Choosing the Serverless Cluster Option
After logging in, set up your Redpanda cluster with the following details:
- Cluster Name: A unique name for your Redpanda cluster.
- Region: Select the region for your cluster.
- Resource Group: Choose a resource group that meets your requirements.
Filling in Redpanda Resource Group Details
Step 3: Create a Redpanda topic
After setting up your cluster, the next step is to create a Redpanda topic. Redpanda simplifies this by providing default configurations for partitioning and retention policies.
Creating a Redpanda Topic
Once the topic is created, you’re ready to ingest data.
Topic Successfully Created
Step 4: Connect to Redpanda using Kafka clients
Redpanda is compatible with Kafka clients, allowing you to easily produce and consume data from Redpanda topics.
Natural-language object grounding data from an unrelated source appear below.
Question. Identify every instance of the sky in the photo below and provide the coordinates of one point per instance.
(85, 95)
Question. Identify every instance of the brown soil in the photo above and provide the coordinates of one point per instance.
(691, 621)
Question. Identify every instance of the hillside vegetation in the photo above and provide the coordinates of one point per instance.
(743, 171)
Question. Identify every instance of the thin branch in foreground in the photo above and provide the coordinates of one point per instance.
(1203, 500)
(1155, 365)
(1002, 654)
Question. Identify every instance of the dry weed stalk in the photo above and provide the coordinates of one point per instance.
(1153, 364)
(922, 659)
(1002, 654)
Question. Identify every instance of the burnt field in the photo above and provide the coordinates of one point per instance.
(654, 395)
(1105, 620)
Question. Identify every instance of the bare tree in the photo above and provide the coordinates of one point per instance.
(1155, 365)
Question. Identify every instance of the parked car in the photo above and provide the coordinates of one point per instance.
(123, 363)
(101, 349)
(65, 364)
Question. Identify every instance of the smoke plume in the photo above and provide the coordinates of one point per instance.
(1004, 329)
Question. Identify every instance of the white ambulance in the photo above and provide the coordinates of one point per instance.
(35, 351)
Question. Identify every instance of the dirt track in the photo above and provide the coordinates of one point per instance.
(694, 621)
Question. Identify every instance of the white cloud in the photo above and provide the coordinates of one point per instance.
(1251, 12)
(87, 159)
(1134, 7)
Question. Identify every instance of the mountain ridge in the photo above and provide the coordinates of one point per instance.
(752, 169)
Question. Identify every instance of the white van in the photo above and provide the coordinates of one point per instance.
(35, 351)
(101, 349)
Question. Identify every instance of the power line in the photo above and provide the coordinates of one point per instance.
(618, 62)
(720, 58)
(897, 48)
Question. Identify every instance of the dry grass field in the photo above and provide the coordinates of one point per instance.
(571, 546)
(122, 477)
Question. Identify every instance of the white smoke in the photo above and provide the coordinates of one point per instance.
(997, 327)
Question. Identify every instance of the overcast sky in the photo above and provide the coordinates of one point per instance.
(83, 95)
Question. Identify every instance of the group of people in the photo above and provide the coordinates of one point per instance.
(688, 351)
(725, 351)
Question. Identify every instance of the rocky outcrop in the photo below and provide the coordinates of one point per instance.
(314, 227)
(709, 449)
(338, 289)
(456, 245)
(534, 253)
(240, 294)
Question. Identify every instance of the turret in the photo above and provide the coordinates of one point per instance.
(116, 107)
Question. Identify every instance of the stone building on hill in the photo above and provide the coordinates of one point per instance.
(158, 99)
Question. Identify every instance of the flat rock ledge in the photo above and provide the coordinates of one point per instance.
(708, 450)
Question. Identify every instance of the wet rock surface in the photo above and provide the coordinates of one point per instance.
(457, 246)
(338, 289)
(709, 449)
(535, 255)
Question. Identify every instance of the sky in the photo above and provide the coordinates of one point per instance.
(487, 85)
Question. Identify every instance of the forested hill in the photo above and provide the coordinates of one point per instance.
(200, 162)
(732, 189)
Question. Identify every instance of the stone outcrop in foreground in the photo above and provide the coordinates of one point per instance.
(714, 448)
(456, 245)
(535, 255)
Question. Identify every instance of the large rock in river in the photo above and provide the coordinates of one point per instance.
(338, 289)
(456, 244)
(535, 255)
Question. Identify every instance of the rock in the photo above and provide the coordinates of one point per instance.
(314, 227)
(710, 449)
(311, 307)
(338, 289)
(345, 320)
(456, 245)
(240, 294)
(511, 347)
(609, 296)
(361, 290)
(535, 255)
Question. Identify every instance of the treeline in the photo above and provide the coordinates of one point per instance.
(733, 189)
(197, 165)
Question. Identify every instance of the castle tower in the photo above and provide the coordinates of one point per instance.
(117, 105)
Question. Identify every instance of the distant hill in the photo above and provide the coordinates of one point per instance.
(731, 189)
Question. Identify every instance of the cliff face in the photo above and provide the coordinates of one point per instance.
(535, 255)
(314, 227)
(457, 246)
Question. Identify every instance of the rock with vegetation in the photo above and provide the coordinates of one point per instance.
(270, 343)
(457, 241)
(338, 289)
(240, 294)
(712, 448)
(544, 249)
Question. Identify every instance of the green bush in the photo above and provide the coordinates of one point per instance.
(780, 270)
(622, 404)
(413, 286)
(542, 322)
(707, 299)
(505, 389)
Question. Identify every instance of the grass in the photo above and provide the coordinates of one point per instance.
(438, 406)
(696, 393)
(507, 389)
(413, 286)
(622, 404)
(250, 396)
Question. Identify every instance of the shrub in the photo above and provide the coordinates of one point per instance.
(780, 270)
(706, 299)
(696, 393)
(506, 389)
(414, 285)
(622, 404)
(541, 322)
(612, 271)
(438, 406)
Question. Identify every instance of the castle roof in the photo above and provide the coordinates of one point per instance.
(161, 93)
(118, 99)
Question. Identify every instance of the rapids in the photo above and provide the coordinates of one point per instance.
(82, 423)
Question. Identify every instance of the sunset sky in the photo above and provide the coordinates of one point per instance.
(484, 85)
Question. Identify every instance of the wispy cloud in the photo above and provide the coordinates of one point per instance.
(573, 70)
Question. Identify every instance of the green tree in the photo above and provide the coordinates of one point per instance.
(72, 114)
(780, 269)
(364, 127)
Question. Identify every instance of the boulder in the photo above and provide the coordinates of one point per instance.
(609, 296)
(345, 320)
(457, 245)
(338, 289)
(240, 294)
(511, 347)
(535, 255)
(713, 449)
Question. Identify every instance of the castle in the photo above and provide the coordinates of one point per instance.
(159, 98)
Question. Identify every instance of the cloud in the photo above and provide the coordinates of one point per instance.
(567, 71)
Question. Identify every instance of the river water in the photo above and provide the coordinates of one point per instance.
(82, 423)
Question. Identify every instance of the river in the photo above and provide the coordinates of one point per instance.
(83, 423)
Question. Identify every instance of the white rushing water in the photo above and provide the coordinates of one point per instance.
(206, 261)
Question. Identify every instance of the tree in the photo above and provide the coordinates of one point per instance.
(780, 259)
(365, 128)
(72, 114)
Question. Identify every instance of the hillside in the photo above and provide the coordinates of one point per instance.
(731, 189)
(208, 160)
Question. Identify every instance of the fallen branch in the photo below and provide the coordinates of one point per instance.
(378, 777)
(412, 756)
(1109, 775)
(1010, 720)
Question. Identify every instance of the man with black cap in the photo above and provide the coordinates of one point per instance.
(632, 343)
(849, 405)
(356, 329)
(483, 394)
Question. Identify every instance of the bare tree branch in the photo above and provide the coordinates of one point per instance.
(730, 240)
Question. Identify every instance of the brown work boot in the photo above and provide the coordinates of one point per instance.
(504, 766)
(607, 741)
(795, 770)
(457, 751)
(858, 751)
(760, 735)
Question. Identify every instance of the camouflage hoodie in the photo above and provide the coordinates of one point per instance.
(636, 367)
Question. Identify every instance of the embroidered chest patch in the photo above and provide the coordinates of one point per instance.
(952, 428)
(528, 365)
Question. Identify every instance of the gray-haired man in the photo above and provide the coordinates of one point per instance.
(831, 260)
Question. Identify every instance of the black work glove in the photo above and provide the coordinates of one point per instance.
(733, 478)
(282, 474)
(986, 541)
For example, you can extract real-time data from external APIs (such as Aviationstack) and publish it to your Redpanda topic.
To interact with your Redpanda cluster, create a new user:
Creating a Redpanda User
Grant the necessary permissions for this user to manage topics, and produce and consume messages.
Granting User Permissions in Redpanda
Ingest data into RisingWave
Now that your Redpanda cluster is set up, you can ingest and process data using RisingWave.
Step 1: Create a RisingWave cluster
Sign up for RisingWave Cloud and create a new RisingWave cluster using the free plan. Follow the instructions in the RisingWave Cloud Documentation to complete the setup.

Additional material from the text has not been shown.